Si el viejo Simbad volviera a las islas

Pancho de Miranda, que usaba en seudónimo de George Martin, terminadas sus gestiones en Washington se estableció en New York en los últimos días de diciembre (y de 1805) a esperar resultados concretos de sus gestiones en Washington, resultados que en verdad no llegarían, y adelantar la organización de aquella aventura que, para su desgracia, no pudo ser evitada.
Aún antes de atravesar la mar océana ya tenía el apoyo irrestricto de su viejo amigo William S. Smith, que además de Inspector del puerto de New York y como tal, primera autoridad del sitio, era, nepóticamente, yerno de un ex–presidente y cuñado del senador (hijo del ex–presidente y futuro presidente él mismo) John Quincy Adams, y a través del poderoso y nepótico Smith hizo contacto con el capitán William Lewis, que los llevó a un dueño de buques llamado Samuel G. Ogden, que además de agiotista era el propietario del barco cuyo nombre debe haberle parecido un excelente augurio, pues se llamaba, en inglés, tal como su hijo mayor: Leander. Aquel Leander, a diferencia del Leandro que había quedado en Londres, sería una de las mayores causas de mortificación y desgracias para este viejo Simbad caraqueño que frisando la edad de cincuenta y cinco ya largos años se preparaba, en buque comprado a crédito, a volver a las islas.

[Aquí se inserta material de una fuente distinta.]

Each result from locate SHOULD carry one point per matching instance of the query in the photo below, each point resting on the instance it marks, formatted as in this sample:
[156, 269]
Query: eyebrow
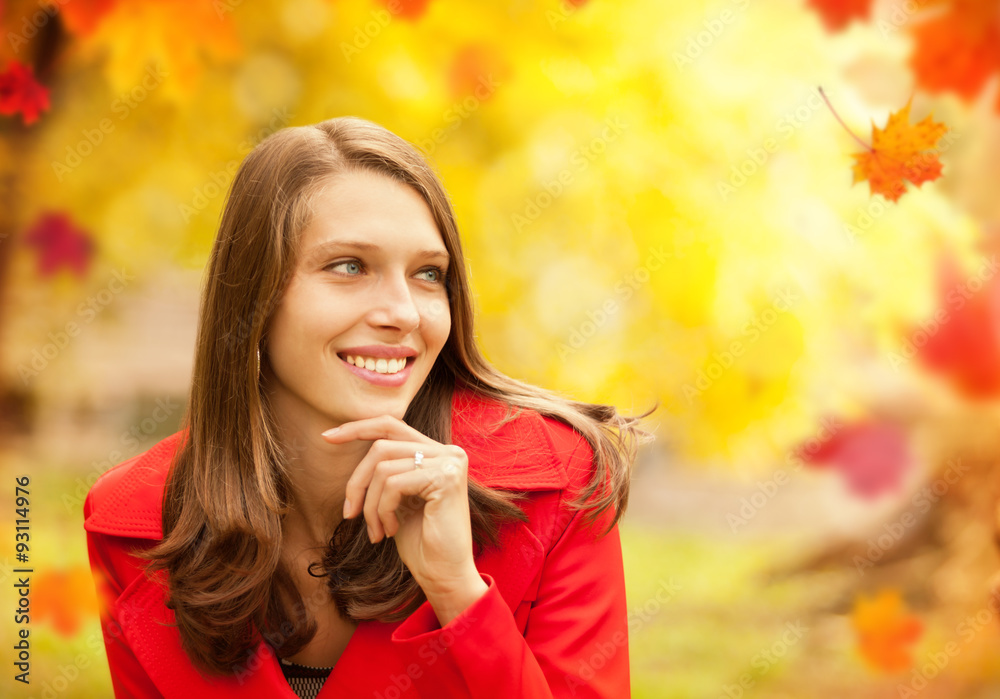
[331, 245]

Frisaba la edad de nuestro hidalgo con los cincuenta años: era de complexión recia, seco de carnes, enjuto de rostro, gran madrugador y amigo de la caza. Nuestro hidalgo caraqueño y canario era de complexión recia, sin embargo, no era seco de carnes ni enjuto de rostro ni gran madrugador ni amigo de la caza. Pero sí frisaba su edad con los cincuenta años (cincuenta y cinco ya largos, que para el caso es lo mismo) cuando emprendió aquel viaje a las islas, entre las cuales no estaba Barataria. Pero sí aquella otra isla que con tanta precisión había descrito el santo inglés Tomás Moro muchos años antes, en aquellos tiempos en que el rey Barba Azul había separado a los ingleses de la Santa Iglesia católica, Apostólica y Romana. Y era esa la isla que el optimista soñador se proponía conquistar, para lo cual llevaba su ejército de rubios vikingos, que sólo tendrían que atracar en puerto seguro para que los dulces naturales de la enorme isla corrieran a una a saludar y aclamar a los que venían en nombre de la libertad a llevar por fin la libertad después de tres siglos de espera.
El Leander fue vendido en condiciones leoninas para el cicatero señor Ogden, oficialmente para navegar hasta Jacquemel, en la isla de Santo Domingo, pero podría ir a las costas venezolanas, de ser necesario. Al fin y al cabo el mar Caribe es un espejo que refleja todas las costas, un valle que resuena con todos los ecos de los pueblos que contemplan su horizonte, una caja de resonancia de blancos, negros, indios, y, sobre todo mestizos que cantan y ríen en las playas cálidas y frescas, de aguas como amables vidrios de azogue que también reflejan cocoteros y paisajes del cualquier paraíso perdido y muchas veces encontrado. Era igual para aquellos obreros, matarifes, estibadores, proletarios y burgueses de dientes manchados y alientos de alcoholes baratos que hablaban inglés ir a cualquiera de esos sitios con nombres que no podían pronunciar, que no sabían pronunciar, y que para ellos no eran otra cosa que sonidos de pereza e ignorancia inducidas por los curas de la Inquisición. No era cosa de ellos, se dijeron. Los españoles y los pardos y los indios y los negros católicos eran todos iguales y se les daba un bledo. Era un buen dinero por viajar, por recorrer aquellos mares de vapor y de sargazos.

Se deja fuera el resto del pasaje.